Ilustrasi | Foto: Faisal Hafis
Ilustrasi | Foto: Faisal Hafis
Jakarta, Cyberthreat.id - Analis intelejen dan keamanan Universitas Indonesia (UI), Stanislaus Riyanta, mengatakan Pemerintah perlu mengelola informasi dengan benar pasca peristiwa penusukan Menko Polhukam Wiranto di Pandeglang, Banten, Kamis (10 Oktober 2019).
"Terutama menjelang pelantikan Presiden nanti. Karena ini adalah cara kita bernegara dan berbangsa. Maka kita, khususnya Pemerintah, perlu hati-hati mengelola informasi," kata Stanislaus kepada Cyberthreat.id, Kamis (10 Oktober 2019).
Peristiwa penusukan Wiranto menjadi trending di media sosial dan diberitakan oleh media massa dunia.
Seiring informasi tersebut muncul juga disinformasi dengan narasi yang menghasut dan cenderung memecah belah, bikin rusuh, membuat masyarakat tidak nyaman di Tanah Air.
Di era post truth, kata dia, gelombang informasi akan muncul setelah sebuah peristiwa terjadi kemudian diikuti oleh disinformasi/pembelokan informasi.
Untuk kasus penusukan Wiranto, menurut Stanislaus jangan sampai muncul narasi-narasi yang merugikan negara dan masyarakat.
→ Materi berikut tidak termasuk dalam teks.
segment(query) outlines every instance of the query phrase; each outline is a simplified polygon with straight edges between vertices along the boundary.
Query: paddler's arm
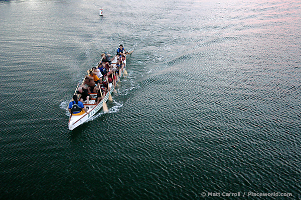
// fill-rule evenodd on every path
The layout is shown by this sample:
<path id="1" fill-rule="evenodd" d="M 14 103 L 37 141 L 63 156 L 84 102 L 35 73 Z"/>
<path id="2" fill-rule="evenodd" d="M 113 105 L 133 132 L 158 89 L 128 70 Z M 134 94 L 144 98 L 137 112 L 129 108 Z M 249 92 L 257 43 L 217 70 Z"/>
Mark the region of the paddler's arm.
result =
<path id="1" fill-rule="evenodd" d="M 84 108 L 83 108 L 83 110 L 84 110 L 84 111 L 85 112 L 87 112 L 87 114 L 89 114 L 89 112 L 87 111 L 87 108 L 86 108 L 86 106 L 84 106 Z"/>

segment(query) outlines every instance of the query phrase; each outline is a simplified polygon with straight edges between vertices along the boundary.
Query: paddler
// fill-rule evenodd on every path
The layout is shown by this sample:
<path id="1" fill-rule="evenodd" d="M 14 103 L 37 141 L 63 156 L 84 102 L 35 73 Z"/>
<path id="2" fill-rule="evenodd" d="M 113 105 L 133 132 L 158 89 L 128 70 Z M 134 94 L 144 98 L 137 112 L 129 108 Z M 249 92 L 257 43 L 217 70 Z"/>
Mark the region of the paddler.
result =
<path id="1" fill-rule="evenodd" d="M 87 112 L 86 106 L 77 100 L 77 95 L 73 95 L 73 100 L 70 102 L 68 107 L 69 112 L 73 116 L 80 116 Z"/>

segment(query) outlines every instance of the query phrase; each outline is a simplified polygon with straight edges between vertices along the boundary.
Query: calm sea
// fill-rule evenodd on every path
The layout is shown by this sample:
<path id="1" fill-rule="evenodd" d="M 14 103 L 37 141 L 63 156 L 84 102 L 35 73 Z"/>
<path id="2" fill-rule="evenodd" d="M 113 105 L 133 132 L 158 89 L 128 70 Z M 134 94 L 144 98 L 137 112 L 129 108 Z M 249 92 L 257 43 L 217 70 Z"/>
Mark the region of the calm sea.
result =
<path id="1" fill-rule="evenodd" d="M 0 0 L 0 19 L 1 200 L 301 198 L 299 0 Z M 109 112 L 68 130 L 120 44 Z"/>

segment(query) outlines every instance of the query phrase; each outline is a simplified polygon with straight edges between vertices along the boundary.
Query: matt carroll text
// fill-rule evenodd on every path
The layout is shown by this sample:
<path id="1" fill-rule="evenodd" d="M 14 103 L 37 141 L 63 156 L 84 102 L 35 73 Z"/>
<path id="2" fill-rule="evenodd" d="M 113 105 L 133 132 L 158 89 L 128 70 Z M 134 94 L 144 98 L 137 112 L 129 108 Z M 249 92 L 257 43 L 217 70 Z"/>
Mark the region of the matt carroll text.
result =
<path id="1" fill-rule="evenodd" d="M 202 196 L 292 196 L 291 193 L 281 192 L 202 192 Z"/>
<path id="2" fill-rule="evenodd" d="M 205 192 L 204 192 L 205 193 Z M 232 192 L 208 192 L 208 196 L 241 196 L 241 193 L 239 192 L 236 193 Z"/>

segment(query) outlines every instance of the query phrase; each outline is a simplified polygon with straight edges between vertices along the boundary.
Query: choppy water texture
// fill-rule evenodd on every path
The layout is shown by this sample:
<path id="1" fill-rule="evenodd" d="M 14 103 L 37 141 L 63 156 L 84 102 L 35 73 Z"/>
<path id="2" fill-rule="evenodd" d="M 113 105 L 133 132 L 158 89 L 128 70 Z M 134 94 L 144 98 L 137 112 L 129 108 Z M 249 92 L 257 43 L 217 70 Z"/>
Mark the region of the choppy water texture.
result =
<path id="1" fill-rule="evenodd" d="M 300 4 L 0 1 L 0 198 L 300 198 Z M 119 44 L 110 112 L 69 130 L 77 84 Z"/>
Apalagi Presiden Joko Widodo telah mengeluarkan seruan melawan radikalisme.
"Pemerintah mengelola informasi bukan berarti mengontrol informasi, tapi memberikan kontra narasi melawan hoaks atau memberikan informasi yang benar namun menumbuhkan optimisme," ujarnya.
Selain itu, Stanislaus juga mengingatkan masyarakat untuk memahami setiap narasi yang berkembang di ruang cyber seperti media sosial.
Menurut dia, akan selalu ada pihak yang mendapatkan keuntungan. Misalnya sharing berita hoaks yang sebenarnya mendatangkan klik atau belanja data bagi raksasa digital sehingga itu menjadi mesin uang. Belum lagi gelombang ribuan atau puluhan ribu hoaks yang sudah jadi lahan bisnis.
"Tujuannya menciptakan ketakutan dan pesimisme. Dan pesan-pesan itu pula yang dishare lalu dibagi-bagikan di media sosial dan grup-grup," ujarnya.